Surata ground her teeth but said nothing. Her posture was defiant in spite of her bonds.
“In the morning, if we forget to feed you, remind us, won’t you, girl?” He sniggered as he strolled away.
“Did he hurt you, Surata?” Arkady called out when Vadin had taken his blanket and crawled into the striped tent.
“Not seriously, Arkady-immai,” she answered candidly. “I am more frightened than hurt.”
“That’s something…Surata?” He took a deep breath, then was unable to continue.
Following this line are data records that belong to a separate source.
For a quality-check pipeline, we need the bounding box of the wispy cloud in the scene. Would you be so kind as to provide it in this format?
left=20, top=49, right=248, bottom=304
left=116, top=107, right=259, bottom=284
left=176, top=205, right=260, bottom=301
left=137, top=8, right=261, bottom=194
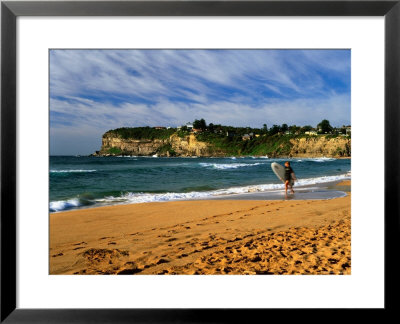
left=50, top=50, right=350, bottom=154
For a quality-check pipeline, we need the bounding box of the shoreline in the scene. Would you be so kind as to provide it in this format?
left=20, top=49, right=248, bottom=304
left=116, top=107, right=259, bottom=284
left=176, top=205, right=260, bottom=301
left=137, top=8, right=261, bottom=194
left=50, top=176, right=351, bottom=214
left=49, top=181, right=351, bottom=274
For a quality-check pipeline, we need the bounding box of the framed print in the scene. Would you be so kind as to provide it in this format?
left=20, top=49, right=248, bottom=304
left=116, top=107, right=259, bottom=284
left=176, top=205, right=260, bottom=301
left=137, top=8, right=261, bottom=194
left=1, top=1, right=400, bottom=323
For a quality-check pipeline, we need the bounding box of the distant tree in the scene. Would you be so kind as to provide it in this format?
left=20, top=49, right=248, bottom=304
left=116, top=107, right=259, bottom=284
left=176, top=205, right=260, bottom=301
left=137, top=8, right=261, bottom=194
left=193, top=118, right=207, bottom=130
left=268, top=125, right=281, bottom=136
left=317, top=119, right=333, bottom=134
left=289, top=125, right=300, bottom=134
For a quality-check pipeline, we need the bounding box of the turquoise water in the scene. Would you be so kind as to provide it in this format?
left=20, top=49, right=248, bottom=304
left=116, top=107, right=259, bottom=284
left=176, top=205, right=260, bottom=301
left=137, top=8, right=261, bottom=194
left=50, top=156, right=351, bottom=212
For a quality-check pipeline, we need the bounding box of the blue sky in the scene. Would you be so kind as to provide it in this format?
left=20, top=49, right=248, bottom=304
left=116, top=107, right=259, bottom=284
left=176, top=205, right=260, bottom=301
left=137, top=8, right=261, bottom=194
left=50, top=50, right=351, bottom=155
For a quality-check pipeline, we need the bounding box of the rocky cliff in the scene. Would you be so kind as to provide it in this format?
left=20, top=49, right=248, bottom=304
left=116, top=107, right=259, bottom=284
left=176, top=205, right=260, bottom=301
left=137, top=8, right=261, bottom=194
left=93, top=133, right=351, bottom=157
left=94, top=134, right=212, bottom=156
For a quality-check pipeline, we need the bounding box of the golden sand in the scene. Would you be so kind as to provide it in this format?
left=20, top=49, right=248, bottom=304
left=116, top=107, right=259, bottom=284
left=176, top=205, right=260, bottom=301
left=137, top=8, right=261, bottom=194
left=50, top=182, right=351, bottom=274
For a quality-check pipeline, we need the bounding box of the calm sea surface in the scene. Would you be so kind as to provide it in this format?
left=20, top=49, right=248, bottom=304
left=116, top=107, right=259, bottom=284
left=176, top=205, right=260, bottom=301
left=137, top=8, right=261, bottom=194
left=50, top=156, right=351, bottom=212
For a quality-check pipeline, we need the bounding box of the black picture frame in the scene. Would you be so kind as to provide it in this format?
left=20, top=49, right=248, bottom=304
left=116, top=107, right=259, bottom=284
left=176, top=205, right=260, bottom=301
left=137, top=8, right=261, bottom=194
left=0, top=0, right=400, bottom=323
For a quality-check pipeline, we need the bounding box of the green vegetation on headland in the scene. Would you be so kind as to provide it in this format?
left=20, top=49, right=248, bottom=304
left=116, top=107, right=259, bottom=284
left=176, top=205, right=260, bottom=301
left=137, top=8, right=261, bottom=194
left=94, top=119, right=351, bottom=157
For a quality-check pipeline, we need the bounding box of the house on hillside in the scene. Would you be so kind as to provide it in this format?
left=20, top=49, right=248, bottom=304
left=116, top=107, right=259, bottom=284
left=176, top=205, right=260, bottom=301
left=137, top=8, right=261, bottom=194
left=304, top=131, right=317, bottom=136
left=176, top=123, right=193, bottom=131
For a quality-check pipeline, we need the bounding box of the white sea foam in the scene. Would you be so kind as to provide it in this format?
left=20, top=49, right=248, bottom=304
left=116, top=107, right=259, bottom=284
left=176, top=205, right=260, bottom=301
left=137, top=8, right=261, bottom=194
left=50, top=198, right=81, bottom=212
left=50, top=170, right=97, bottom=173
left=50, top=173, right=350, bottom=212
left=199, top=162, right=264, bottom=170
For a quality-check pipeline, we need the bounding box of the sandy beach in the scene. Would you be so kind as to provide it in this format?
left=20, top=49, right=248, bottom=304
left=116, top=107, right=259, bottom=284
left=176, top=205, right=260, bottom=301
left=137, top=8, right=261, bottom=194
left=49, top=181, right=351, bottom=275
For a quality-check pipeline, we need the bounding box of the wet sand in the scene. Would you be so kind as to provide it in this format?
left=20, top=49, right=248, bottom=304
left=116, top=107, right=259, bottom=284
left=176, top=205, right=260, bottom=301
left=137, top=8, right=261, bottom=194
left=50, top=181, right=351, bottom=275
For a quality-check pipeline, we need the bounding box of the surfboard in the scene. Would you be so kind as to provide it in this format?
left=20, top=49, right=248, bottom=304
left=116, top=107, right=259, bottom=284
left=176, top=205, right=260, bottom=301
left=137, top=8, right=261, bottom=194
left=271, top=162, right=296, bottom=186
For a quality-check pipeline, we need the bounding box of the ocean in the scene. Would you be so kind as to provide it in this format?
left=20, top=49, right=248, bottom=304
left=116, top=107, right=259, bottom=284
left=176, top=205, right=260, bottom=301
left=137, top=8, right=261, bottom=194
left=49, top=156, right=351, bottom=212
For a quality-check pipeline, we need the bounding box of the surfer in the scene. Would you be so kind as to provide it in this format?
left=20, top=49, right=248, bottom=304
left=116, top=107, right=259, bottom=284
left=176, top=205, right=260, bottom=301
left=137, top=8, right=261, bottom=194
left=285, top=161, right=295, bottom=196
“What is it, Arkady-immai?”
“I was wrong.” Saying it was painful but it was less so than he had thought it would be. “I should have listened to you. I ought to have done as you told me. I know that. But…there is so much that I still cannot understand, and…I don’t listen because of it.” In his mind, he recited the words he had said so often to his confessor, especially on the eve of battle, and he wondered if he had ever believed the assurances the priests had given him then.
“I know this, Arkady-immai,” she said kindly but with sadness. “It pains me that you will not trust me.”
“It pains me as well, Surata.” He waited, then forced himself to turn his attention to more practical matters. “Do you know what they plan for us?”
“They are taking us to the Bundhi. Beyond that, I don’t know.”
“But you can guess, can’t you?” He braced himself to hear what she would tell him next.
“A
t the worst—and it is the worst, Arkady-immai—he will compel us to be his creatures and give him our strength,” she said, feeling her breath go cold within her. “I would far rather be dead than do that.”
“Surely he can’t do that to you.” He was horrified at the idea, and at the same time, he could not deny his pride that she had included him in her avowal of strength. She had not shut him away from her as he feared she might.
“There are ways. He could use the staves to sap us and weaken us so that we are nothing more than walking corpses. We would not be as much use to him then, but there would still be various services that he could demand of us, and we would have to comply.” She let her body go limp, trying to put her attention on her inner resources. “The Bundhi has been able to build his power, unchecked, since he killed so many of my family.”
“You won’t let him do that to you, Surata. You’ve got more resolve than that.” Arkady was uncertain how she would be able to do this if the Bundhi was as puissant as Surata claimed. He thought back to the various leaders he and his troops had fought, but he could not find an example of what he was pitted against now. “Surata?” he said uncertainly.
“I am listening to you, Arkady-immai.”
“How long will it take to reach the Bundhi’s redoubt?” There might be a chance to escape if they had to travel any great distance.
“It is a long way off, in the mountains. It is growing late in the year, and it is…not likely that we will have an easy passage. The snow will come, and then we might have to wait through all the winter to resume the climb. The Bundhi would not like that, I think.” She turned his question over in her mind. “The first town we will reach is Ajni. From there, we will have to climb the mountains rather than follow the river valley.”
“And is there any chance the Bundhi will come down from his redoubt?”
“It’s…possible,” she said carefully. “He does not often leave there, but he…might. If he is determined and vengeful enough.”